Donati, though, had no choice other than to succumb to the bureaucracy, the Janus board not seeing any harm in putting off action for the few hours it would take to consider his full report on Laboratory Z before reconvening. He knew this was a stall tactic as much as anything, since there was really no action they could take if what he suspected turned out to be true.

Indeed, what action, exactly, could the Earth take against a possible alien invasion?

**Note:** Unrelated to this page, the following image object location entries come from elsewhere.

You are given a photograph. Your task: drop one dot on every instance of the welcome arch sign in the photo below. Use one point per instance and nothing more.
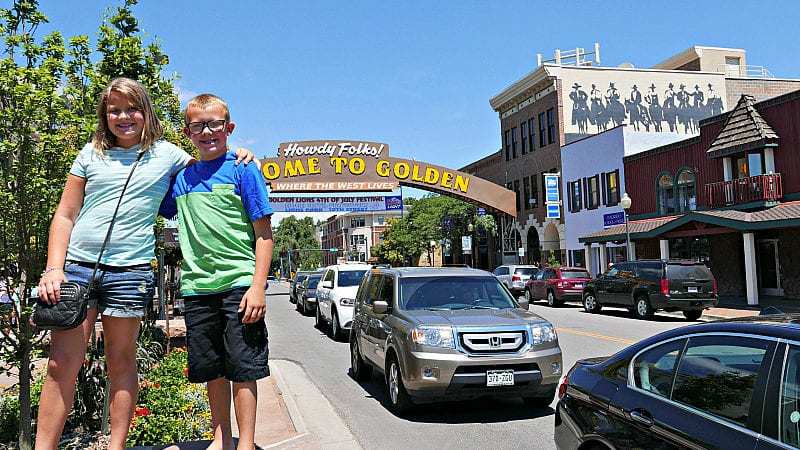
(360, 166)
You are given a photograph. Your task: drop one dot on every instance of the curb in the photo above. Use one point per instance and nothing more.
(311, 413)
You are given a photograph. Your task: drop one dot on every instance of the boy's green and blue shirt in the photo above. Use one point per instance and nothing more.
(216, 202)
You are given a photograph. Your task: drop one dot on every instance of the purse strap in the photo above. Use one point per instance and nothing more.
(113, 218)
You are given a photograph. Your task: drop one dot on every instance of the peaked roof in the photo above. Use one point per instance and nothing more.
(744, 130)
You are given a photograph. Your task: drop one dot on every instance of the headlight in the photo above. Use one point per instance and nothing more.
(433, 336)
(542, 332)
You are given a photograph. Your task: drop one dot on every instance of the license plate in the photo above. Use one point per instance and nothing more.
(499, 378)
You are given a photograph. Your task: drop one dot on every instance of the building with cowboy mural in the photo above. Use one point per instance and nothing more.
(572, 96)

No copies remained of his original report, but Donati was able to re-create the most salient facts from a memory that had never relinquished its hold on them. He kept it short and sweet, not wanting to burden the Janus board with too much technical or scientific jargon. And when they finally reconvened three hours after the initial call concluded, Donati sensed a different attitude and approach from the four voices, which had now been joined by a fifth in the center. More somber and inquisitive, while less confrontational, all the participants’ comments and questions laced with something as clear as it was undeniable:

Fear. Of facing an actual threat, at least within the realm of statistical probability, for the first time.

“I think you need to better explain whatever it was that bumped back,” said the fifth member of the Janus board, his voice grid dancing in the center of Donati’s screen.

“I would if I could, sir,” Donati told him. “But I’ve got to back up a bit more first. Laboratory Z was dedicated to finding more expeditious ways of exploring the universe.”

“And by ‘expeditious,’” Center interjected, “you mean—”

“Practical, given the limitations of space travel eighteen years ago as well as now. By the time Laboratory Z became operational, the logistics of mounting even a Mars mission were incredibly daunting. If travel to a planet within our own solar system was deemed infeasible, what did that say about the prospects of traveling light-years to reach new and potentially habitable worlds? My question is rhetorical because the answer was and is obvious. Working in conjunction with officials and scientists at both Goddard and JPL, Laboratory Z’s purpose was to explore alternative means of space travel.”